Die Wiener Blindenwerkstätte –im Louis Braille Haus- GmbH ist mittlerweile ein fester Bestandteil der national und international tätigen Gruppe von Blindenwerkstätten, die sich gegenseitig austauschen und unterstützen. Uns allen gemeinsam ist das Streben danach, blinden und hochgradig sehbehinderten Menschen einen Arbeitsplatz und damit die Teilhabe am „normalen“ Alltag zu ermöglichen. Wer keine Arbeit hat, dem fehlt ein Stück Leben.
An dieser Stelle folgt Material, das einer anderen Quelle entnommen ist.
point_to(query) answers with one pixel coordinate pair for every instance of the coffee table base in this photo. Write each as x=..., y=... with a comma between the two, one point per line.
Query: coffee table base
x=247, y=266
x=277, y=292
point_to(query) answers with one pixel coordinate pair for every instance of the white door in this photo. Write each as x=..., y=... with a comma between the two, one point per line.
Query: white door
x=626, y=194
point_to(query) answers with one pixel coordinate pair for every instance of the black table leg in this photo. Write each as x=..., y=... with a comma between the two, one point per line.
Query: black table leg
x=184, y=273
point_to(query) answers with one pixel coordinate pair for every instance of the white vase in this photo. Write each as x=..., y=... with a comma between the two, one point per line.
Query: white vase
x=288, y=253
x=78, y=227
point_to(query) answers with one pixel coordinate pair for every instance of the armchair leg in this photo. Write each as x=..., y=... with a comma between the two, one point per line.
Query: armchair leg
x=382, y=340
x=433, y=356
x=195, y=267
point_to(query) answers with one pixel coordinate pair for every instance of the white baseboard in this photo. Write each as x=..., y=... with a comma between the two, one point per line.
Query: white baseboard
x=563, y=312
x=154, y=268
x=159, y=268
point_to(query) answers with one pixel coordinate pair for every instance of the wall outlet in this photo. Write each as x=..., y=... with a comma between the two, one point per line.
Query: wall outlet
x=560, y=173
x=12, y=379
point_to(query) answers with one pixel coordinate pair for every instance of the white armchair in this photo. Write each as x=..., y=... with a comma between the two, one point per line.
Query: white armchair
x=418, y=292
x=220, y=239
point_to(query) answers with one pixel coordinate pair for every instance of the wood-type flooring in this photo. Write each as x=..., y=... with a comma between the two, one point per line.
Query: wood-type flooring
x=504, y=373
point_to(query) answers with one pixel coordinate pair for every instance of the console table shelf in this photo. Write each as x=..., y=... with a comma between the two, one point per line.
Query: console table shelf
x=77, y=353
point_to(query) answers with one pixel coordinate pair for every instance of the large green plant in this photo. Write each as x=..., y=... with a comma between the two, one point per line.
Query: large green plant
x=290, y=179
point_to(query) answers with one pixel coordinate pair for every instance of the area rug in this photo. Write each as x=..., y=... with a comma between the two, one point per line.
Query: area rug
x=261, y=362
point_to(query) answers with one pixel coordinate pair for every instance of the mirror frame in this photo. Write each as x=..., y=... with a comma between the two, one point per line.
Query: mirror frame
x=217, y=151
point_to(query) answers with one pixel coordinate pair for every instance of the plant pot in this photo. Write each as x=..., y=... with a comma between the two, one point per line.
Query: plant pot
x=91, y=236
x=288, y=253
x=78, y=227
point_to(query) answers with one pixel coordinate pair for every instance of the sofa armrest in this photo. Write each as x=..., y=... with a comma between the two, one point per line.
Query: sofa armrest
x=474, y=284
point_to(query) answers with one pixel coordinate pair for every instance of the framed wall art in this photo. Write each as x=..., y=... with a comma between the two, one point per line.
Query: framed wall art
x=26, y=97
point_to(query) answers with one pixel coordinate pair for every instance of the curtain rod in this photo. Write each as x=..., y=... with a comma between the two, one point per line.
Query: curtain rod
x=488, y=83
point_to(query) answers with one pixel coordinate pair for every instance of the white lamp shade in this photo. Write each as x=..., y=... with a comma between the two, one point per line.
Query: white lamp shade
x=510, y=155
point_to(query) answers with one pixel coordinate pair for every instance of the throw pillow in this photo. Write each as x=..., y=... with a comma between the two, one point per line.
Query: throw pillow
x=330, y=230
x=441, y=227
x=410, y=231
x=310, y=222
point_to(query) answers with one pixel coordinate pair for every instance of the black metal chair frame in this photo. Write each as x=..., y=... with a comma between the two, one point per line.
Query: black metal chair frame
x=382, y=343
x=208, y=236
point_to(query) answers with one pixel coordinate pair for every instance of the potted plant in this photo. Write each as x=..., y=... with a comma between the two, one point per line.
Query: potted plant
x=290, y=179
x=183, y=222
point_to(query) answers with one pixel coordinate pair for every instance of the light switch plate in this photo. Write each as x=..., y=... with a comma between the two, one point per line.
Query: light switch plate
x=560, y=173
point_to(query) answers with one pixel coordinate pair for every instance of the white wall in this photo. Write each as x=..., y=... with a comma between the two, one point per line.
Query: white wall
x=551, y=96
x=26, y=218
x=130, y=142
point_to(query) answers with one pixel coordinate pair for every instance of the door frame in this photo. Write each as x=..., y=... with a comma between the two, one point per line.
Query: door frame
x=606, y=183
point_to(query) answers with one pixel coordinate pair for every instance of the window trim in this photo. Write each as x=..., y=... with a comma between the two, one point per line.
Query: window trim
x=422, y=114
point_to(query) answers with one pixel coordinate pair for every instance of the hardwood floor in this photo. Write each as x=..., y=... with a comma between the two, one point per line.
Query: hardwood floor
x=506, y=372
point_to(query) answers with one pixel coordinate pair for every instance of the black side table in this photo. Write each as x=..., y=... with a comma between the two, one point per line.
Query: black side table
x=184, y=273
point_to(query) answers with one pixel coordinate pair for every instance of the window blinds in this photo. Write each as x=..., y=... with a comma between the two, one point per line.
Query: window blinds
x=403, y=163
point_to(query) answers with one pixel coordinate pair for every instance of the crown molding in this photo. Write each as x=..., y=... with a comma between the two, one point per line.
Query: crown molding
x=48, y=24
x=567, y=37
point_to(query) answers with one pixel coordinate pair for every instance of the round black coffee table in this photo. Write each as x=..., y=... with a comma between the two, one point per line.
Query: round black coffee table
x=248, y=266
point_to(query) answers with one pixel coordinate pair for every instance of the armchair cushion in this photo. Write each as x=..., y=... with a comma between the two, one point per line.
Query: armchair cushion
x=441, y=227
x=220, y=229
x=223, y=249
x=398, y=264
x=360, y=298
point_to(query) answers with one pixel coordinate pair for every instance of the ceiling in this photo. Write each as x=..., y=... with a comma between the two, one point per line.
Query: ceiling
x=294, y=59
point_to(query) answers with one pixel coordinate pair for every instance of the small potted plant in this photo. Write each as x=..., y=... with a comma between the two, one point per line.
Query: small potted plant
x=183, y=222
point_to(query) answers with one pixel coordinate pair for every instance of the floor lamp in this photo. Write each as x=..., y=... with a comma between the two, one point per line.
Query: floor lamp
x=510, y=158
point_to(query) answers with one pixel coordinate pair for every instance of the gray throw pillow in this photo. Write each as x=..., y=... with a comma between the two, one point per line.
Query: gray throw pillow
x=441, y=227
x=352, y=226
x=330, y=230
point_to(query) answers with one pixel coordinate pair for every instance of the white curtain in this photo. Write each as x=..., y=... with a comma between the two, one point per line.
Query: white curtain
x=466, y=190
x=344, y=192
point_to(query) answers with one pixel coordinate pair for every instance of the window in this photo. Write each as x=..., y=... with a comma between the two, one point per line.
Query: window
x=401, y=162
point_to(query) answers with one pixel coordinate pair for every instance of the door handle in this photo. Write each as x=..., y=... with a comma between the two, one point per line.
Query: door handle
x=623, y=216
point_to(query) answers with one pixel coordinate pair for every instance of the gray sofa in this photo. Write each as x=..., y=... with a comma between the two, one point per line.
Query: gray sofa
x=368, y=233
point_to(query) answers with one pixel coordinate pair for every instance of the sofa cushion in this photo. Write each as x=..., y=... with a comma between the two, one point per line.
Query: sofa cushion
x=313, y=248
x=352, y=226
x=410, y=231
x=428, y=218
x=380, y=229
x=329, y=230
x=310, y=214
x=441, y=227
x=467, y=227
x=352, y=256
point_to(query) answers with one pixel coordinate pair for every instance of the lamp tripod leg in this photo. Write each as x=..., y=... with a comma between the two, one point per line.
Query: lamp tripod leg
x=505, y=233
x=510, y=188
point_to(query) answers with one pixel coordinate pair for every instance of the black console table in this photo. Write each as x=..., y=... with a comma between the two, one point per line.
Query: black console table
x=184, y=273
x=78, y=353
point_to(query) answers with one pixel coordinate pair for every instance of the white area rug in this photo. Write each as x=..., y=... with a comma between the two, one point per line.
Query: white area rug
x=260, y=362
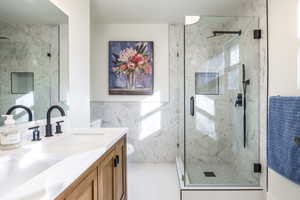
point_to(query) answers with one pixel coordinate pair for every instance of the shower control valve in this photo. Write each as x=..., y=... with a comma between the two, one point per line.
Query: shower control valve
x=239, y=100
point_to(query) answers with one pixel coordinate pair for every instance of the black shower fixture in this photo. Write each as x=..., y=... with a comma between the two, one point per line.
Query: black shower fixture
x=219, y=33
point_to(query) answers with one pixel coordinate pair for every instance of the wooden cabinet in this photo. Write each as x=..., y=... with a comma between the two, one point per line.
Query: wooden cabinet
x=106, y=179
x=120, y=171
x=86, y=190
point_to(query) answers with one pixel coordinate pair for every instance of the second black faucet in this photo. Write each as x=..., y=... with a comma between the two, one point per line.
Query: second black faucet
x=48, y=125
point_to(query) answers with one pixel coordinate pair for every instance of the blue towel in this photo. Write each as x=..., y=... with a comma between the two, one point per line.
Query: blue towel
x=284, y=127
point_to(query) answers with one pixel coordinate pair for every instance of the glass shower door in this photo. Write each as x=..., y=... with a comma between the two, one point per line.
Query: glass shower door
x=221, y=102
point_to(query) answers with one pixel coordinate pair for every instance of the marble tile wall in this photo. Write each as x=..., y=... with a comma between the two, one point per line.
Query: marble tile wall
x=153, y=126
x=26, y=51
x=218, y=138
x=159, y=144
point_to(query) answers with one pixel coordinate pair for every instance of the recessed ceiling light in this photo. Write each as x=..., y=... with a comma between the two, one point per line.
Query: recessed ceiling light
x=191, y=19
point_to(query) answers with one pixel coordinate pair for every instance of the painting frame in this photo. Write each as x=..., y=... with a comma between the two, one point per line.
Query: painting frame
x=145, y=80
x=208, y=79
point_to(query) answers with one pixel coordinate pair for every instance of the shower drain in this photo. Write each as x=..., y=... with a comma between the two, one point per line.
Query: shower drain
x=209, y=174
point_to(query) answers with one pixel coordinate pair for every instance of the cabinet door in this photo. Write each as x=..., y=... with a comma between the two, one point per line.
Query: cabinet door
x=120, y=170
x=107, y=177
x=87, y=189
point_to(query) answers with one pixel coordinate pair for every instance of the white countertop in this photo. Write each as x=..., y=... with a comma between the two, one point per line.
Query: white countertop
x=42, y=170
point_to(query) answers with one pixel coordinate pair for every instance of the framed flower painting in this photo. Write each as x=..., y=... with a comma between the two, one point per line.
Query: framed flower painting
x=131, y=66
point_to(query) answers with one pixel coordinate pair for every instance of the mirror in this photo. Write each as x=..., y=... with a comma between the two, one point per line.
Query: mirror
x=33, y=57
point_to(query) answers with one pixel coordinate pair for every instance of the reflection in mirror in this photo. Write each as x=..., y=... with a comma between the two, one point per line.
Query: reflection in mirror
x=33, y=57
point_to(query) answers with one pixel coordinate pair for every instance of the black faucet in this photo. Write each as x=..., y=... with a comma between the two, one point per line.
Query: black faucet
x=10, y=110
x=49, y=126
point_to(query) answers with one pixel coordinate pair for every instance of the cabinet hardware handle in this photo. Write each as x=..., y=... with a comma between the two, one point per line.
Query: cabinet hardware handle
x=118, y=159
x=192, y=106
x=115, y=162
x=297, y=141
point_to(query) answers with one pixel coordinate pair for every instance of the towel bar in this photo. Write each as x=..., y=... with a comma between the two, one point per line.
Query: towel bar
x=297, y=141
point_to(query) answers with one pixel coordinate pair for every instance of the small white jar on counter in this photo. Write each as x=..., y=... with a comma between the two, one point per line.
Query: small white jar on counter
x=11, y=138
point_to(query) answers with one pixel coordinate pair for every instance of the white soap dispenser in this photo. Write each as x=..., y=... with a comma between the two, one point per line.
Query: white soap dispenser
x=9, y=120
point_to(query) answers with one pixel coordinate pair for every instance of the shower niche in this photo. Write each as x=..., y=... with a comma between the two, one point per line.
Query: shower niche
x=221, y=140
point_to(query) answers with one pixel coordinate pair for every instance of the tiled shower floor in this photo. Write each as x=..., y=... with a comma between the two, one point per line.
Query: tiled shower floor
x=225, y=175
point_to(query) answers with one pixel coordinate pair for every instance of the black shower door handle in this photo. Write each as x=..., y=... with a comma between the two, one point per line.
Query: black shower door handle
x=192, y=106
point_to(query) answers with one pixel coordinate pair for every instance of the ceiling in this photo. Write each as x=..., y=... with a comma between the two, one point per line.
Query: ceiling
x=31, y=12
x=160, y=11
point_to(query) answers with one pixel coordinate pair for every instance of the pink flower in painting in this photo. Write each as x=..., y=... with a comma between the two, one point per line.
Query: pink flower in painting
x=148, y=69
x=123, y=67
x=139, y=59
x=127, y=54
x=131, y=66
x=114, y=69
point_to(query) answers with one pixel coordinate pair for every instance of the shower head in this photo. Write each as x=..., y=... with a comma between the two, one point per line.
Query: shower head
x=4, y=40
x=219, y=33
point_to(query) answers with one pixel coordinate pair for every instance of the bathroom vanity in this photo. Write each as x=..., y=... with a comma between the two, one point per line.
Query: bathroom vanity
x=82, y=164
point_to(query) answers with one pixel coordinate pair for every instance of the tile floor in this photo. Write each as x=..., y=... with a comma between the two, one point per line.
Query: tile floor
x=225, y=175
x=152, y=182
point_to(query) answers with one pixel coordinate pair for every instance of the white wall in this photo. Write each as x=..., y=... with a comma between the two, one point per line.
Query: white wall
x=282, y=77
x=79, y=59
x=102, y=33
x=283, y=47
x=64, y=63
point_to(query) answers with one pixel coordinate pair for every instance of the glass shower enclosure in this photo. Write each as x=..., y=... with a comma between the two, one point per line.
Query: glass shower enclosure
x=220, y=144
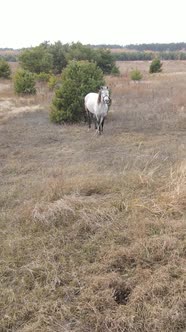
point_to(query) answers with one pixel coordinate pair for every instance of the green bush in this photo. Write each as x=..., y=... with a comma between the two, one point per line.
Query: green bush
x=78, y=79
x=136, y=75
x=52, y=82
x=36, y=60
x=42, y=77
x=5, y=70
x=155, y=66
x=24, y=82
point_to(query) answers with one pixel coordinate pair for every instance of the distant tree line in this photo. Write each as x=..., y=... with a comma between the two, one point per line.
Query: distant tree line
x=156, y=47
x=8, y=57
x=148, y=56
x=55, y=57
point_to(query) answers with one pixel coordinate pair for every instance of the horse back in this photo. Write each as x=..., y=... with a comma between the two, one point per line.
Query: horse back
x=91, y=101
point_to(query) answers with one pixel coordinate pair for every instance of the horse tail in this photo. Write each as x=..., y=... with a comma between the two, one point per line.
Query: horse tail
x=99, y=97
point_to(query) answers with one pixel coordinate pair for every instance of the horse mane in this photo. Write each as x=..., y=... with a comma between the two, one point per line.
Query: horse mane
x=99, y=97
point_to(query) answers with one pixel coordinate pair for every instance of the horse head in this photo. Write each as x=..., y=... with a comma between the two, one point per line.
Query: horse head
x=104, y=95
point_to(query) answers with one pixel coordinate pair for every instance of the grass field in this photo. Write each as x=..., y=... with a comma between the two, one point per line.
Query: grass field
x=93, y=228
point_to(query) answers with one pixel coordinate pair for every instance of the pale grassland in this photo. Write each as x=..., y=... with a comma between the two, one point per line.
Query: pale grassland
x=92, y=228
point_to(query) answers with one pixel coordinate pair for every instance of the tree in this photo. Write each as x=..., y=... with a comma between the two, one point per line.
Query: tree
x=59, y=61
x=24, y=82
x=37, y=59
x=105, y=60
x=155, y=66
x=136, y=75
x=78, y=78
x=5, y=70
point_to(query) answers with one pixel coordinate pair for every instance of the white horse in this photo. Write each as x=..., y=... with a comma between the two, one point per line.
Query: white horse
x=97, y=106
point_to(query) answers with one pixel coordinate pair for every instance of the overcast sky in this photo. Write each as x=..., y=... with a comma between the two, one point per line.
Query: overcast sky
x=26, y=23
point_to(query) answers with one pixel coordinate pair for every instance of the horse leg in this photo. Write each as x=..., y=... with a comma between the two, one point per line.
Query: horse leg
x=89, y=119
x=102, y=124
x=95, y=122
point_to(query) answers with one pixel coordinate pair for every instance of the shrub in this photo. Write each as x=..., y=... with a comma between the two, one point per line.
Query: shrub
x=36, y=60
x=78, y=78
x=5, y=70
x=24, y=82
x=52, y=82
x=155, y=66
x=42, y=77
x=136, y=75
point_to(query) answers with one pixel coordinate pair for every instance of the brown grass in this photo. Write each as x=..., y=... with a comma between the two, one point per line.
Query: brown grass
x=92, y=229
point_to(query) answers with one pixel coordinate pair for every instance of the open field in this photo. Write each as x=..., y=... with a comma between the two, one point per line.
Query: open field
x=93, y=228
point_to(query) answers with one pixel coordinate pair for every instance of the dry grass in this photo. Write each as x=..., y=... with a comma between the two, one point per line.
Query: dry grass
x=92, y=229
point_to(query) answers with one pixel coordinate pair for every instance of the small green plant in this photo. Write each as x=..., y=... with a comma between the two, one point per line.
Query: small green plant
x=24, y=82
x=5, y=70
x=42, y=77
x=156, y=66
x=52, y=82
x=136, y=75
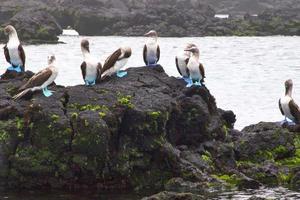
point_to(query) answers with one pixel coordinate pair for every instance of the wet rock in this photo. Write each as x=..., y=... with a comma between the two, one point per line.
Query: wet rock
x=113, y=135
x=295, y=180
x=179, y=185
x=265, y=141
x=173, y=195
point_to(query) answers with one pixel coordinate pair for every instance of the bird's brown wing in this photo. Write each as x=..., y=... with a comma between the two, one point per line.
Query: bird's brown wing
x=6, y=53
x=83, y=69
x=145, y=54
x=111, y=60
x=280, y=108
x=202, y=71
x=177, y=66
x=187, y=69
x=158, y=53
x=99, y=69
x=38, y=79
x=294, y=108
x=22, y=55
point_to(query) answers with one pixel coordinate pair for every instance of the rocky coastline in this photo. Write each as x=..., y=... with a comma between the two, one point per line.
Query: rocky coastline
x=146, y=131
x=42, y=21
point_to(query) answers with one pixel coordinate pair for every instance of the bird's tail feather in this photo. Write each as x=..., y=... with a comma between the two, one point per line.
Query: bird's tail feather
x=21, y=94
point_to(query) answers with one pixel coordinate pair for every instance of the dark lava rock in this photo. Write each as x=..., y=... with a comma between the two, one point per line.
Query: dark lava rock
x=144, y=131
x=295, y=180
x=173, y=195
x=117, y=134
x=265, y=140
x=135, y=17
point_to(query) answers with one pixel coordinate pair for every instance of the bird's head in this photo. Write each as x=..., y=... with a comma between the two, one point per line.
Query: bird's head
x=51, y=59
x=9, y=30
x=193, y=49
x=288, y=84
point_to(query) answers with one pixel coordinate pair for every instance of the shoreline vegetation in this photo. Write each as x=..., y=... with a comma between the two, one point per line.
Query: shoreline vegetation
x=144, y=132
x=43, y=22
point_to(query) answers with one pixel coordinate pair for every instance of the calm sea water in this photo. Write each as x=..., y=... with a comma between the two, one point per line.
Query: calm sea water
x=245, y=74
x=267, y=193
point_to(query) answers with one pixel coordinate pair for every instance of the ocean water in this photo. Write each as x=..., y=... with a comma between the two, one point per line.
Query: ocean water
x=245, y=74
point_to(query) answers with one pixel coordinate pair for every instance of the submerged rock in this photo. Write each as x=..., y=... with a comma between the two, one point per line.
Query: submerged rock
x=173, y=195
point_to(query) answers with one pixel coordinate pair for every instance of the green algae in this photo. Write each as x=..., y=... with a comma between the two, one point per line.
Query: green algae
x=125, y=101
x=233, y=180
Unsere Gemeinschaft bietet Bürsten- und Pinselmachern, Webern, Strickern und Stickern, Korbmachern, Pinselmachern, Töpfern  und Kerzenmachern in klassischen Blindenberufen einen dauerhaften Arbeitsplatz im Handwerk und somit einen festen Platz in unserer Gesellschaft.

Wir selbst sind in unserm Verbund Spezialist für klassische Besen im Handeinzug.

Insgesamt bieten wir mit unserer Gemeinschaft der Blindenwerkstätten ein breites Spektrum an Blindenwaren an, die für jeden etwas bieten. Neben den klassischen Besen und Bürsten haben wir eine Vielzahl von Produkten aus Blindenhand im Angebot. Im textilen Bereich sind dies Putz- und Reibtücher, hochwertige Tischwäsche, Geschirr-, Mikrofaser-, Gläser- und Handtücher sowie Socken und Strümpfe für den Business-, Privat- und Sportbereich. Ergänzt werden diese Produkte durch Bestickungen und Einwebungen. Bei den Korbwaren stellen wir vom Teppichklopfer bis zur Pflanzpyramide und vom Frühstückskorb bis zum Picknickkorb alles her. Pinsel für den (Heim-) Handwerker sind für uns genau so selbstverständlich wie Backpinsel oder Flaschenbürsten. Hinzu kommen Besen und Bürsten im Vulkanisierverfahren (auch für Lebensmittel be- und verarbeitende Betriebe). Kerzen können wir Ihnen sowohl gezogen als auch gegossen anbieten bzw. im Deko-Set mit Töpferware und anderen Produkten kombiniert mit Kerzengläsern oder Laternen. Als neueste Errungenschaft, produzieren unsere Grazer Besenmacher als erste Blindenwerkstatt überhaupt, seit Anfang des Jahres 2016, qualitativ hochwertige Reisstrohbesen aus Blindenhand.